# Ruger 90's urban legend?



## coolguy (Oct 28, 2006)

Ruger P90 on wiki

Someone mention that the P90 was originally design to chamber 10mm, but 10mm didn't turn out as expected, so the Ruger then use the same design to chamber .45 which is over-engineer. This was decades ago, are the new Ruger P90 still over-engineer?


----------



## Revolver (Aug 26, 2006)

The manual recommends any .45ACP ammunition. It even recommends +P and +P+ marked ammunition. There is truth to the P90 being able to stand up to that much pressure. No one's exaclty sure why Ruger did not go through with it. The P90 is an excellent pistol and is one of the best .45ACP's on the market. Rugged, reliable, accurate, priced fairly, and 100% American. Can't ask for much more than that.


----------



## Vom Kriege (May 5, 2006)

I can provide no documentation, but I have seen that in other places.


----------



## DJ Niner (Oct 3, 2006)

I've read the same claim, like the one in this article:

http://findarticles.com/p/articles/mi_m0BQY/is_11_47/ai_78900522

The first Ruger .45 auto, the P90, was a success.

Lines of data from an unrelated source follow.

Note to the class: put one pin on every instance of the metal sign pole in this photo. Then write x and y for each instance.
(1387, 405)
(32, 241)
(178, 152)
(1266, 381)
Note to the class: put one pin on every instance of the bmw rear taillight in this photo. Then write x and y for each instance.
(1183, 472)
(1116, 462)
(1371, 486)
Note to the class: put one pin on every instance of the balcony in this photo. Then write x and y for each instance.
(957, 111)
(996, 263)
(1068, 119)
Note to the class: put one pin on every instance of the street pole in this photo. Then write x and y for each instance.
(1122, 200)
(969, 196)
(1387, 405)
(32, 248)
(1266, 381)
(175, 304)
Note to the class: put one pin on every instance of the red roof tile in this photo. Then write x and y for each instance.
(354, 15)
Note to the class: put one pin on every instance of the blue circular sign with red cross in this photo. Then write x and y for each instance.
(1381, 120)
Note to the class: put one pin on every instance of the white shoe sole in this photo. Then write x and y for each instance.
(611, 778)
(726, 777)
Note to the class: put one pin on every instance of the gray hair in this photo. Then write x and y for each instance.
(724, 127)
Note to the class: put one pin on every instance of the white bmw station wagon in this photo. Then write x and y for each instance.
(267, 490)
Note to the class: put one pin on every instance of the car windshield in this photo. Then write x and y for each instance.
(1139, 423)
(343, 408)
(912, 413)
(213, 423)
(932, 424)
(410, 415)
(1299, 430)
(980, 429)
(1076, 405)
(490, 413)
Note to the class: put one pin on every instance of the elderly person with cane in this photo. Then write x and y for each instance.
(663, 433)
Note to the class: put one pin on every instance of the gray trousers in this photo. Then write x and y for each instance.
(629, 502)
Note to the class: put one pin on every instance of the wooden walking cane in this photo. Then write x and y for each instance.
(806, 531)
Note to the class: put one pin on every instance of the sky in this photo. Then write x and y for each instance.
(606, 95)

Designed to take a lifetime of full power 10mm Auto at nearly 40,000 psi pressure (it had looked at the time as if the Ten was the coming thing), it was over-engineered for the .45 ACP cartridge and laughed at +P pressures. It fed everything from those 10mm equivalent rounds (185 grain JHP at 1150 fps) to feeble "softball" target loads, the same weight bullet in the 700 foot second range. The latter would dribble its spent casings onto your shoes, but it would cycle every time. It fed every hollow point known to man, including the dreaded "flying ashtray."

I had approved it as soon as I tested it as an optional gun for the officers on my department, which issued .357 Ruger revolvers but allowed double-action .45 autos. It was later decided to issue everyone a DA .45. I had a part in the testing. The Ruger beat every other double action .45 auto of the period, and in 1993 the P90 became standard issue for my PD. We've been carrying it ever since.

-----------------------

Outside of talking to someone from Ruger's R&D department, I don't know if you could independently confirm this info. I know my P90 seems bull-strong and shoots very "softly" for a .45, even with +P loads, and I also know the 10mm was "THE new caliber" for awhile in the late 80s/early 90s, so I have no reason to doubt that it may have originally been designed as a 10mm.


----------



## coolguy (Oct 28, 2006)

*This gun seems like a steal*

The reviews for the P90 look good too. I'm consider a .45 and this gun seems to give more bang for the buck.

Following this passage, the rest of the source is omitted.